Best Low-Key Shady Move
A24, which posted a cherry-picked quote from a trade roundtable about Everything Everywhere star Michelle Yeoh meant to look like an endorsement from her rival Cate Blanchett: “There’s something about her presence. She just has this aura.”  

Thanks for Playing Award (a.k.a. Best Self-Delusion by a Pedigreed Filmmaker)
Alejandro G. Inaritu, for continuing to campaign well into December and January despite his Bardo being rejected by critics.

Runner up: David O. Russell, for a late November campaign press piece in The Envelope, two months after Amsterdam was panned and flopped.     

Least Subliminal Messaging in a Phase 2 Campaign Slogan
Top Gun: Maverick
The slogan: Believe in Movies Again
What the studio means: You like your job, right?
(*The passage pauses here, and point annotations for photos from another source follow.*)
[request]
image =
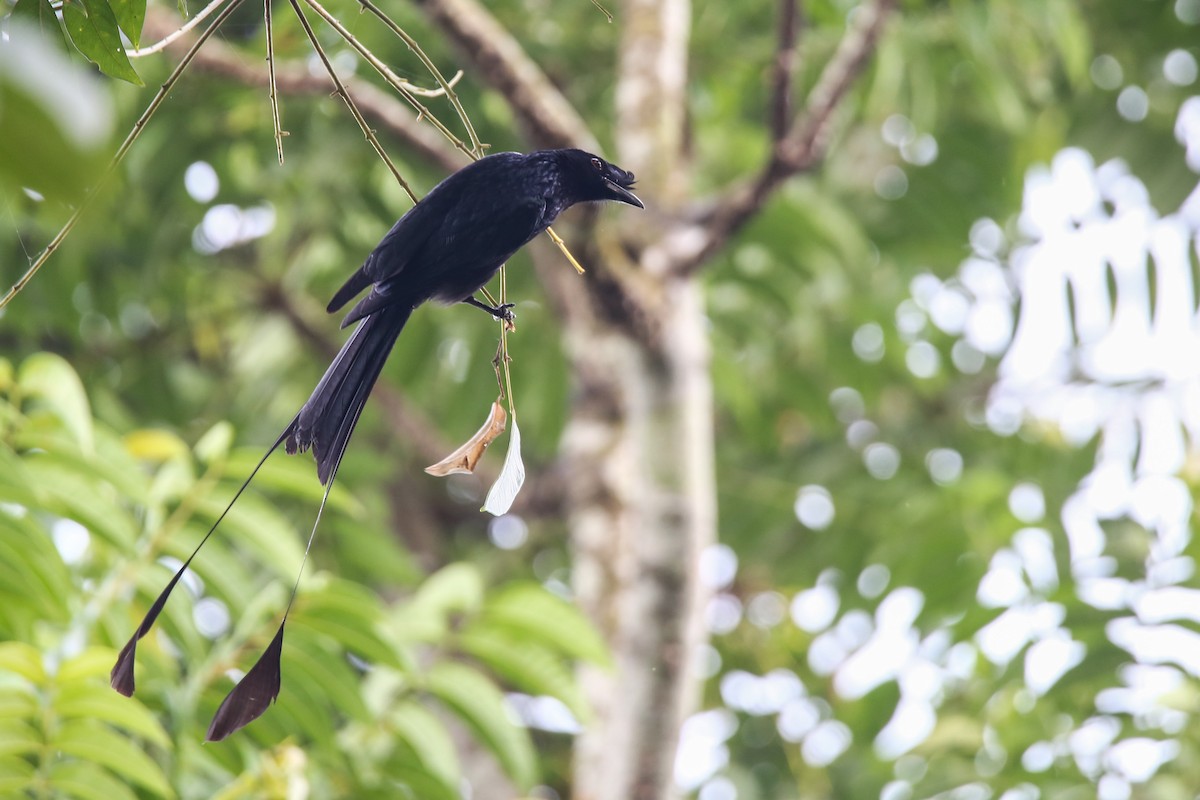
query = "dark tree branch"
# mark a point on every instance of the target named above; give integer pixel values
(691, 245)
(790, 17)
(383, 108)
(545, 114)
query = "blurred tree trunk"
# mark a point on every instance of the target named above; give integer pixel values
(640, 445)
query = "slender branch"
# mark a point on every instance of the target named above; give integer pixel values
(379, 106)
(349, 102)
(401, 86)
(549, 119)
(785, 67)
(805, 143)
(270, 79)
(162, 43)
(477, 146)
(160, 96)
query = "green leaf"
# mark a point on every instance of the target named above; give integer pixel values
(351, 615)
(16, 703)
(93, 28)
(18, 738)
(95, 743)
(480, 704)
(100, 702)
(49, 378)
(131, 14)
(16, 776)
(533, 612)
(88, 781)
(429, 739)
(41, 13)
(93, 662)
(215, 443)
(24, 660)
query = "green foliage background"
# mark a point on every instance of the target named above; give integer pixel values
(142, 378)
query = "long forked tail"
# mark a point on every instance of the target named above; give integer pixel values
(324, 423)
(328, 419)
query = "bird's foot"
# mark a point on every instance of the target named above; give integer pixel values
(504, 312)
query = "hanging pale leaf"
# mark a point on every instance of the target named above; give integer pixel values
(504, 489)
(463, 459)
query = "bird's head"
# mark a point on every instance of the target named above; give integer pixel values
(592, 179)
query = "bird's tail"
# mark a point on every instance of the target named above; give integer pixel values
(328, 419)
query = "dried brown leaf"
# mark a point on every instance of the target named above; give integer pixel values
(463, 459)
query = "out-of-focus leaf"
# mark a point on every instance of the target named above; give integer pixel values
(41, 13)
(155, 445)
(505, 488)
(529, 667)
(88, 781)
(215, 443)
(16, 776)
(481, 707)
(94, 30)
(16, 703)
(93, 662)
(54, 122)
(429, 739)
(130, 17)
(24, 660)
(352, 617)
(534, 613)
(454, 588)
(93, 741)
(51, 379)
(99, 702)
(463, 459)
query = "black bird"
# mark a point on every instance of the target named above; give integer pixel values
(445, 248)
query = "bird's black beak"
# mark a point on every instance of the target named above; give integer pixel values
(622, 194)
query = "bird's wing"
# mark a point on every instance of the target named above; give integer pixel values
(394, 251)
(460, 256)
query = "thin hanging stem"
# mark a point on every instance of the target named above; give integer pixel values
(390, 77)
(69, 226)
(270, 82)
(349, 103)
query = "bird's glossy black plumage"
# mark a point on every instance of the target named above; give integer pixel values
(445, 248)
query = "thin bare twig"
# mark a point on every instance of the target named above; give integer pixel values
(390, 77)
(807, 140)
(294, 78)
(477, 146)
(162, 43)
(270, 79)
(803, 146)
(160, 96)
(349, 102)
(785, 67)
(547, 116)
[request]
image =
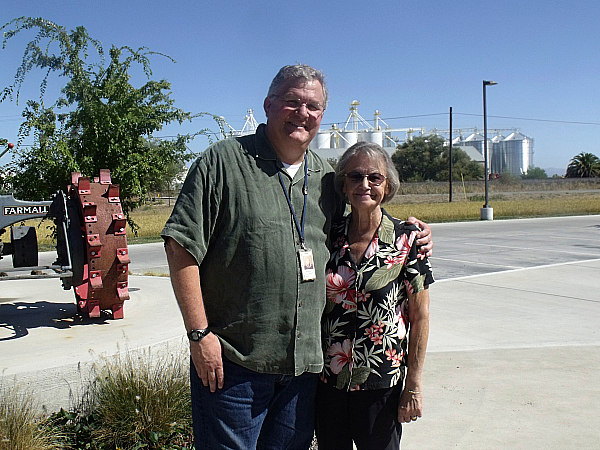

Vote for putting butts in seats.

Runner up:
Everything Everywhere All at Once
The slogan: Everything Has Led to This.
What the studio means: Michelle Yeoh is due, for Christ’s sake.

Second runner up:
Women Talking
The tagline: Imagine Another Future.
What the studio means: Yeah, we noticed the all-male directing nominees too.

Third runner up:
Banshees of Inisherin
The tagline: Let’s Just Be Honest
What the studio means: …Actually, I’m not really sure

Diciest Move by a Well-Meaning Cast That Probably Should Have Known How It Would Look
Team Everything Everywhere, which went ahead with a dinner in Monterey Park days after the mass shooting (and on the eve of Oscar noms), then made themselves available for an L.A. Times interview to talk about it.  

Most Tantalizing Longshot Possibility
If Searchlight’s Banshees is shut out, Everything Everywhere manages to top Avatar for Visual Effects, and Angela Bassett and her costumes come up short for Wakanda Forever, there’s a very slim chance that Disney’s only Oscar win could be for the animated short called My Year of Dicks.